Personal information
- Full name: Albert Edward Parker
- Date of birth: 13 September 1927
- Place of birth: Liverpool, England
- Date of death: 29 October 2005 (aged 78)
- Place of death: Wrexham, Wales
- Position: Defender

Youth career
- Everton

Senior career*
- Years: Team / Apps / (Gls)
- South Liverpool
- 1948–1951: Crewe Alexandra / 113 / (0)
- 1951–1959: Wrexham / 216 / (1)
- Holywell Town

= Albert Parker (footballer) =

English footballer

Albert Edward Parker (13 September 1927 – 29 October 2005) was an English footballer who played as a defender. He made a total of 329 appearances in the English football league with Crewe Alexandra and Wrexham.

==Career==
Parker started out as a schoolboy for Everton before moving to South Liverpool before the Second World War.

After the Second World War, Parker moved to Crewe Alexandra, making over 100 appearances in 3 years at the club.

In 1951, he moved to Wrexham where he made over 200 league appearances in 8 years.

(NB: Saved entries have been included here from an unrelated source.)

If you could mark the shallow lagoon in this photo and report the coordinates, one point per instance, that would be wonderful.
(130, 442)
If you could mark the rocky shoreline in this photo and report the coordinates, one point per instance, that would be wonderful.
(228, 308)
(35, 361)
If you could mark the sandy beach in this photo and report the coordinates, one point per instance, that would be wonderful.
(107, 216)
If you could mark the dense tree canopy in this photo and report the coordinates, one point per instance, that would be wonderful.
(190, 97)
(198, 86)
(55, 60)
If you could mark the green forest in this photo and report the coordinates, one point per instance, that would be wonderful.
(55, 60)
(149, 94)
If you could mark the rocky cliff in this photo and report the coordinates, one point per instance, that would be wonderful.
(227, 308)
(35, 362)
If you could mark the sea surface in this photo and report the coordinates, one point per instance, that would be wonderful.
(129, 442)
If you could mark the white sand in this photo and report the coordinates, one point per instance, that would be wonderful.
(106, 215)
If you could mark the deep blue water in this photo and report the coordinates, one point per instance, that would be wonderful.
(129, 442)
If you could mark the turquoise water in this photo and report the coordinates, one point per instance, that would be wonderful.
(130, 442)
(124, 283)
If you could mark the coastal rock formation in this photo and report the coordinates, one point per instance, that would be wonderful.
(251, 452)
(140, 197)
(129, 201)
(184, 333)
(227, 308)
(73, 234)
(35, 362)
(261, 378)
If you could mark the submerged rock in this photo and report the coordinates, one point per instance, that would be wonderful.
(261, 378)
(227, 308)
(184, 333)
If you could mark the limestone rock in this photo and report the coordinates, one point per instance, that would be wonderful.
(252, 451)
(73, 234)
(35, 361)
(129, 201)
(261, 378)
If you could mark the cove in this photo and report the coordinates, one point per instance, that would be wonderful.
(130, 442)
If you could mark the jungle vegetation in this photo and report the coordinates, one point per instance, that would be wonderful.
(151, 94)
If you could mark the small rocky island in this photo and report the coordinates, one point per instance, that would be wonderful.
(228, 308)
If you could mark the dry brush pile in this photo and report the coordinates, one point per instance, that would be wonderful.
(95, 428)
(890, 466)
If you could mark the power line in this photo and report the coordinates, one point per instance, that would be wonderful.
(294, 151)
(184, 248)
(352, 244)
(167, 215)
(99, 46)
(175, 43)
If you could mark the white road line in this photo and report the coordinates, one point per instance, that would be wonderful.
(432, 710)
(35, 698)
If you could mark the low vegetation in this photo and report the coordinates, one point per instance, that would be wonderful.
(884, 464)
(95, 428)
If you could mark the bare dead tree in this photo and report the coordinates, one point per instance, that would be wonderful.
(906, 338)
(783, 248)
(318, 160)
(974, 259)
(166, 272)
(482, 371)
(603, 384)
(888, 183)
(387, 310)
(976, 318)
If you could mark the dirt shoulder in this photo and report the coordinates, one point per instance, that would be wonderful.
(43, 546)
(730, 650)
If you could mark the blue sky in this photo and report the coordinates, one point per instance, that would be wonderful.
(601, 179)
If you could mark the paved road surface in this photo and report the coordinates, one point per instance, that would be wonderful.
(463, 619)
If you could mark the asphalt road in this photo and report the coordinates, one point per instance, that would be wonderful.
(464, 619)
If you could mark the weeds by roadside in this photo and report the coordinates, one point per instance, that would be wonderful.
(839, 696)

He scored 1 goal for Wrexham, a 60-yarder which bounced over the goalkeeper in a home match against Workington, which is the record for the longest goal scored at the Racecourse Ground.

After leaving Wrexham he moved to Holywell Town.

Post playing-career, Parker worked for Wrexham as a groundsman and a gatesman, and took up refereeing.